Problem Description
Given an integer array arr, count the number of triplets (i, j, k) that satisfy 0 <= i < j <= k < arr.length and where the XOR of the subarray from arr[i] to arr[j-1] is equal to the XOR of the subarray from arr[j] to arr[k]. In other words, letting a = arr[i] ^ ... ^ arr[j-1] and b = arr[j] ^ ... ^ arr[k], count the number of triplets where a == b.
Key Insights
- Using the properties of XOR, note that if a ^ b = 0 then a equals b.
- Define a prefix XOR array such that prefix[k] = arr[0] XOR arr[1] XOR ... XOR arr[k-1].
- The condition a == b is equivalent to prefix[i] == prefix[k+1], where i < k+1.
- For any such pair (i, k+1) with equal prefix XOR, any index j with i < j <= k is valid; hence contribution to count is (k - i).

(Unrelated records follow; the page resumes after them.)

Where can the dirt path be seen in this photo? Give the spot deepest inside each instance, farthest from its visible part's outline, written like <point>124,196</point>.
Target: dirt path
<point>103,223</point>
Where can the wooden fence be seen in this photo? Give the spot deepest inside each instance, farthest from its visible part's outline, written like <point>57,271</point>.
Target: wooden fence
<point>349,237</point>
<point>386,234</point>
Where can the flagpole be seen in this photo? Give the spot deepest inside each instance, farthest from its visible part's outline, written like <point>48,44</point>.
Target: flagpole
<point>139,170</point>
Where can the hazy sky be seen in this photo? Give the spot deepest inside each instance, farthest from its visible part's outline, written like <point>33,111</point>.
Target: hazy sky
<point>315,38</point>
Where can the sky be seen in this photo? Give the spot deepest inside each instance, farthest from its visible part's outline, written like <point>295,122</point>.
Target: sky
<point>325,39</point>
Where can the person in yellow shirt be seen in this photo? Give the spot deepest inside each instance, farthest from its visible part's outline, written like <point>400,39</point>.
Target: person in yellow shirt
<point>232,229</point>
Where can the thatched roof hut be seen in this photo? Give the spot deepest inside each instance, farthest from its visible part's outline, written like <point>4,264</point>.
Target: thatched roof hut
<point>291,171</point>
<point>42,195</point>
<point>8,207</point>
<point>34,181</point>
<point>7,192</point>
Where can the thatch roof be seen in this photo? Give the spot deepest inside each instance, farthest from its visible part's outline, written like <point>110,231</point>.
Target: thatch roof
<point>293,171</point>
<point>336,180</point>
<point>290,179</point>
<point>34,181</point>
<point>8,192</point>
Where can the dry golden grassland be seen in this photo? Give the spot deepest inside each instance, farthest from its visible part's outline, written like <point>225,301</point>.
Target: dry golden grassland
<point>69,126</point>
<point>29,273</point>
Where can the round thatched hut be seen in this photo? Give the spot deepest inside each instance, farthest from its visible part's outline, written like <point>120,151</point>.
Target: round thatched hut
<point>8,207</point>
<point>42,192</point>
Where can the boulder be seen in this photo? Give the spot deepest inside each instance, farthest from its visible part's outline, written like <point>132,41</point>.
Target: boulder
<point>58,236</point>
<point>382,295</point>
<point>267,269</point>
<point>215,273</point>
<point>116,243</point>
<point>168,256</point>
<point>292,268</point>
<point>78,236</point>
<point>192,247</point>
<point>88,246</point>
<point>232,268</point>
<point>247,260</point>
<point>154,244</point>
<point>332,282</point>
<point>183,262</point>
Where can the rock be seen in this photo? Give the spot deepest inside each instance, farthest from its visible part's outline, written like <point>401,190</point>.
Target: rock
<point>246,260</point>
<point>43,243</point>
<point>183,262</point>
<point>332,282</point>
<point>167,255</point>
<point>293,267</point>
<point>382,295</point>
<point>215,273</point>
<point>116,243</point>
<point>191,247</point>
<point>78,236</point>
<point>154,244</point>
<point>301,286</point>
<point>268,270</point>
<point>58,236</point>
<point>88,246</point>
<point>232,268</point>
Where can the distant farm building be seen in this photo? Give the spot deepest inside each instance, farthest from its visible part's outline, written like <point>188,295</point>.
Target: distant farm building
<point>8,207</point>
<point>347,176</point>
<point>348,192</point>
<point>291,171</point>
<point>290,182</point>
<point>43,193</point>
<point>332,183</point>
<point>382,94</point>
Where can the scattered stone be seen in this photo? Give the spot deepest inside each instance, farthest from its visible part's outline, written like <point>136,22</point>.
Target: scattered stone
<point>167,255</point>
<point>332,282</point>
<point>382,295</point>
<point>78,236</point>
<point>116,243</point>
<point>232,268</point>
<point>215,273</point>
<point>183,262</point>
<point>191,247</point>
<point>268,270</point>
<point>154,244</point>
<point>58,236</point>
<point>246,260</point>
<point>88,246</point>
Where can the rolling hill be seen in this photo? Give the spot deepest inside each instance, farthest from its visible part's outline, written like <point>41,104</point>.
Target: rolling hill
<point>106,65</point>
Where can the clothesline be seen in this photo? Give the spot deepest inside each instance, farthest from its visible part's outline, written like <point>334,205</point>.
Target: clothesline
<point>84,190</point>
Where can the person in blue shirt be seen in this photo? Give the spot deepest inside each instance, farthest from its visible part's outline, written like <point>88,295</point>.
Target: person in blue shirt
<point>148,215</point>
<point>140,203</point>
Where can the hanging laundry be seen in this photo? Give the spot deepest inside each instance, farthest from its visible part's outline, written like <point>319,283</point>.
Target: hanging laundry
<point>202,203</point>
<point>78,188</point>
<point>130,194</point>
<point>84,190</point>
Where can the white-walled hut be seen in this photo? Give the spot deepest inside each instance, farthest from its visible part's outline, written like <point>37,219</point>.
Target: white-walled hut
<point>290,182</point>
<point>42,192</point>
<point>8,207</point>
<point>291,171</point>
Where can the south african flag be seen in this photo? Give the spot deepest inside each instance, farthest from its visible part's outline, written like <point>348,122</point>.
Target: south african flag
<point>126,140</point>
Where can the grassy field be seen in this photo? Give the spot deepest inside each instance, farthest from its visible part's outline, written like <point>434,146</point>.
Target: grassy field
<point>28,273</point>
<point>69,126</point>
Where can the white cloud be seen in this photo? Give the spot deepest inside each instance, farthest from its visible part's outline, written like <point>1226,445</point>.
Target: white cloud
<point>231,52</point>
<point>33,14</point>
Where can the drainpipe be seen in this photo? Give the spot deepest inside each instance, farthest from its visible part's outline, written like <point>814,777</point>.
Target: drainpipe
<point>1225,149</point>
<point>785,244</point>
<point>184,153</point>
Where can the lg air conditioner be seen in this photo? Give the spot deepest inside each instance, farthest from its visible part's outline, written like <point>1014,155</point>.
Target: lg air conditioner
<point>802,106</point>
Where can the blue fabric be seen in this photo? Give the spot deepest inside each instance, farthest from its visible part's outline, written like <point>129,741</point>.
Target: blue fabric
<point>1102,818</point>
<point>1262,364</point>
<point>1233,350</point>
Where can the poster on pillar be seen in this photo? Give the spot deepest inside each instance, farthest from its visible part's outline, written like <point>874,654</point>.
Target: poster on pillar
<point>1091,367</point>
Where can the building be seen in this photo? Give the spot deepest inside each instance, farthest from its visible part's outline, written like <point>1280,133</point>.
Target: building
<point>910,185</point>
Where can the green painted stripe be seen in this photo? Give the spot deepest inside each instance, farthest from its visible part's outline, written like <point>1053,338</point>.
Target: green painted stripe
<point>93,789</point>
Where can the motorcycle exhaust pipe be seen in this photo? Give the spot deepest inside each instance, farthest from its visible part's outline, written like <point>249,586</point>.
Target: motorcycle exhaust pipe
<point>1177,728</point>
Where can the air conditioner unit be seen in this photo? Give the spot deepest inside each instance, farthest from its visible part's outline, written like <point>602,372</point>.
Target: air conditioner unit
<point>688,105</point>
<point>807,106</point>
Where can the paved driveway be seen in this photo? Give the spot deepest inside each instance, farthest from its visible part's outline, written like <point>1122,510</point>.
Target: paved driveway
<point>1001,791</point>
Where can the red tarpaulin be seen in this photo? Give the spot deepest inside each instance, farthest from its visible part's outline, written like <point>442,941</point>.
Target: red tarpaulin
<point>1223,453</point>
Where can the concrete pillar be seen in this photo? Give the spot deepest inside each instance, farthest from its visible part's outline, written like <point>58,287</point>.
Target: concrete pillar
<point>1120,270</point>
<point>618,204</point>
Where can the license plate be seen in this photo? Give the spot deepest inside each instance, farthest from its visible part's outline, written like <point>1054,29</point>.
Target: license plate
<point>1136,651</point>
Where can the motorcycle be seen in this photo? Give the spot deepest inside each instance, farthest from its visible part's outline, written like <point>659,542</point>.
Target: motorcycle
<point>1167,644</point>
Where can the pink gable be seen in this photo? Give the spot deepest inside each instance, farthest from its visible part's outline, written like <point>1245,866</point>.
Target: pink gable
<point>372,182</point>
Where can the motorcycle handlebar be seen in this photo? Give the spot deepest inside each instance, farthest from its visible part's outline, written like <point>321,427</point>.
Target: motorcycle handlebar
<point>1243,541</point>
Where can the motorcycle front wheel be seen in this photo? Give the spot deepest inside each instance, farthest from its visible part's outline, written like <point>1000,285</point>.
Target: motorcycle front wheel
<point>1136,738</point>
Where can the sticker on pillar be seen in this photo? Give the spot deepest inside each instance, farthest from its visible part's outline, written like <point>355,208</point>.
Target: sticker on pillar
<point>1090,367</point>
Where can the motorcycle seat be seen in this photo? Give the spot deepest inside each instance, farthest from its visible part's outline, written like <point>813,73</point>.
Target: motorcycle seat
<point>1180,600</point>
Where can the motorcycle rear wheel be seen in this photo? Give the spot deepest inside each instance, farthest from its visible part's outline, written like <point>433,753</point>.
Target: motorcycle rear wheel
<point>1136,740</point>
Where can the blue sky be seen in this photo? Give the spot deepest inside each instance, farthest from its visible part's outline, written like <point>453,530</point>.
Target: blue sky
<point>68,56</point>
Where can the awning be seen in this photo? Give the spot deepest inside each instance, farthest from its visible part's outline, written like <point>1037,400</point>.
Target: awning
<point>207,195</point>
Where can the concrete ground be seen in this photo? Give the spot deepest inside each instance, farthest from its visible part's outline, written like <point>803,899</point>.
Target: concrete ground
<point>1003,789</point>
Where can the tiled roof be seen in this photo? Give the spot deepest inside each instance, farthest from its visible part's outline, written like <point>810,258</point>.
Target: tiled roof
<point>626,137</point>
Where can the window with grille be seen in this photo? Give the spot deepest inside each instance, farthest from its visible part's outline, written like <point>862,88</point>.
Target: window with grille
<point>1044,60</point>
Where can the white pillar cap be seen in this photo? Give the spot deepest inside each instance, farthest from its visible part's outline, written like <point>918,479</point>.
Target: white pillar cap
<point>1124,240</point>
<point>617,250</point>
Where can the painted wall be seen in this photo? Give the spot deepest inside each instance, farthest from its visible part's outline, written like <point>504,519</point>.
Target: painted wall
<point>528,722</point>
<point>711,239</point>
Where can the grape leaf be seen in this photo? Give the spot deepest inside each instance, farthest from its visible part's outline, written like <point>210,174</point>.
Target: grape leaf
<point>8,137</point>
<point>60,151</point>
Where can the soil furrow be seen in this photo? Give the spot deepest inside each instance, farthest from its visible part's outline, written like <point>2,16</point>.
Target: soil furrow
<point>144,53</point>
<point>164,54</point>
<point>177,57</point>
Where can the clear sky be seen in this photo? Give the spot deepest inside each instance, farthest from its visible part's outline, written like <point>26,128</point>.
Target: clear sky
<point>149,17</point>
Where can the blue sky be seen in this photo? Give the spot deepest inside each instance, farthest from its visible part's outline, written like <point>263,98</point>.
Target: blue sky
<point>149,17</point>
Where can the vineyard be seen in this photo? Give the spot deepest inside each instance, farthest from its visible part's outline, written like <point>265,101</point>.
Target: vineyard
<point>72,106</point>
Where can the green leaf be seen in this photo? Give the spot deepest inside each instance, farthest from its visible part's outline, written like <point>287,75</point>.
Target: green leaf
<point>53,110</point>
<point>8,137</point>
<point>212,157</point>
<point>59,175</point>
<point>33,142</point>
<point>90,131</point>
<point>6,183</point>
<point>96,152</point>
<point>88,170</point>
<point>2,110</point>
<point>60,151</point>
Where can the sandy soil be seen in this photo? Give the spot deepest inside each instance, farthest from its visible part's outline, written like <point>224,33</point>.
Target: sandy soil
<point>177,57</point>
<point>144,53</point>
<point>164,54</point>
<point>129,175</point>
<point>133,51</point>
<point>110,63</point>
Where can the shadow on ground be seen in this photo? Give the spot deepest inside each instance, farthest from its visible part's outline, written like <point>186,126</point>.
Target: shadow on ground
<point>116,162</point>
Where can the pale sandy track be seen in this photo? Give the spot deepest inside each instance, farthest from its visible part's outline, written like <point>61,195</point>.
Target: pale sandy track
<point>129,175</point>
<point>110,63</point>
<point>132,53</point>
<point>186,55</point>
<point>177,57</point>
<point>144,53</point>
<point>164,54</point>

- An O(n^2) solution is feasible given the constraint that the length of arr is at most 300.
Space and Time Complexity
Time Complexity: O(n^2) Space Complexity: O(n) for storing the prefix XOR array
Solution
We use a prefix XOR array to efficiently compute the XOR for any subarray. The key observation is that if we denote prefix[i] as the XOR of all elements before index i, then the XOR of the subarray from i to k is given by prefix[i] XOR prefix[k+1]. For the XOR for subarrays to be equal (i.e., a == b), we require prefix[i] == prefix[k+1]. For each pair of indices (i, k) that satisfy this condition, every index j with i < j <= k gives a valid triplet, contributing (k - i) to our answer. We iterate with two nested loops over possible starting and ending indices and update our running total of valid triplets accordingly.